##### Question
Implement a utility `tail(path: string, N: int)` (and an equivalent stream variant) that prints the **last N lines** of input without loading the whole input into memory. Assume variable-length lines, an unknown total line count, and a file that may be many gigabytes.
Your solution must address both input modes and the full set of correctness constraints below:
1. **Seekable / random-access file.** Use either a backward scan (seek to the end and read fixed-size blocks toward the front, counting newlines until you have collected N lines) or a fixed-size ring buffer over a forward read. Avoid re-reading the whole file.
2. **Non-seekable / unbounded stream (stdin or a pipe).** Seeking is impossible and the length is unknown, so maintain only **O(N)** memory — a ring buffer of the last N lines — while reading forward exactly once.
3. **Memory bound.** Never read the entire file into memory; memory must be bounded by N (and one line), not by file size.
4. **Newline conventions.** Correctly handle Unix `LF` (`\n`), Windows `CRLF` (`\r\n`), and classic Mac `CR` (`\r`) line endings, including a mix.
5. **UTF-8 correctness.** Split on line boundaries at the byte level but preserve UTF-8 multibyte characters — never cut a character in the middle when reading or buffering blocks.
6. **Missing trailing newline.** A final line not terminated by a newline must still count as a line and be emitted.
7. **Extremely long lines.** A single line may exceed your buffer/block size; handle lines larger than the read buffer without corruption.
8. State the **time and space complexity** of each approach and give the **key test cases** you would write.
**Follow-ups the interviewer will push on:**
- Extend to `tail -f`: follow the file as it grows, emitting new lines as they are appended.
- Handle **log rotation / truncation** and **symlinks** (detect when the file is replaced or truncated and re-open / reset position).
- Support the `-c N` option: print the last N **bytes** instead of the last N lines.

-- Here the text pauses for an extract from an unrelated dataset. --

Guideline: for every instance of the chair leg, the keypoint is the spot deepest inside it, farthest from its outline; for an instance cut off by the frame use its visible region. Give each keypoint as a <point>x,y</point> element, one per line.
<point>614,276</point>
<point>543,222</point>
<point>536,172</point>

Quick Answer: Confluent software-engineer technical-screen coding question: implement tail(path, N) to print the last N lines of a possibly multi-GB file or an unbounded stream without loading it into memory. It tests a backward block scan for seekable files versus an O(N) ring buffer for non-seekable streams, plus correct handling of \n/\r\n/\r newlines, UTF-8 multibyte characters, missing trailing newlines, and extremely long lines, with follow-ups on tail -f, log rotation/truncation, and the -c last-N-bytes option.
Solution
The whole problem turns on one branch: **can you seek?** A regular file is seekable, so you can jump to the end and walk *backward*, paying only for the bytes spanned by the last $N$ lines. A pipe / stdin is not seekable and its length is unknown, so you must read *forward* exactly once and keep only the last $N$ lines in an $O(N)$ ring buffer. Both keep memory bounded by $N$ (plus one line), never by file size.
The hard part is not the high-level strategy — it is getting the byte-level details right: mixed `\n` / `\r\n` / `\r`, a `\r\n` straddling a block boundary, multibyte UTF‑8 never cut mid-character, an unterminated final line still counting, and a single line larger than the read buffer.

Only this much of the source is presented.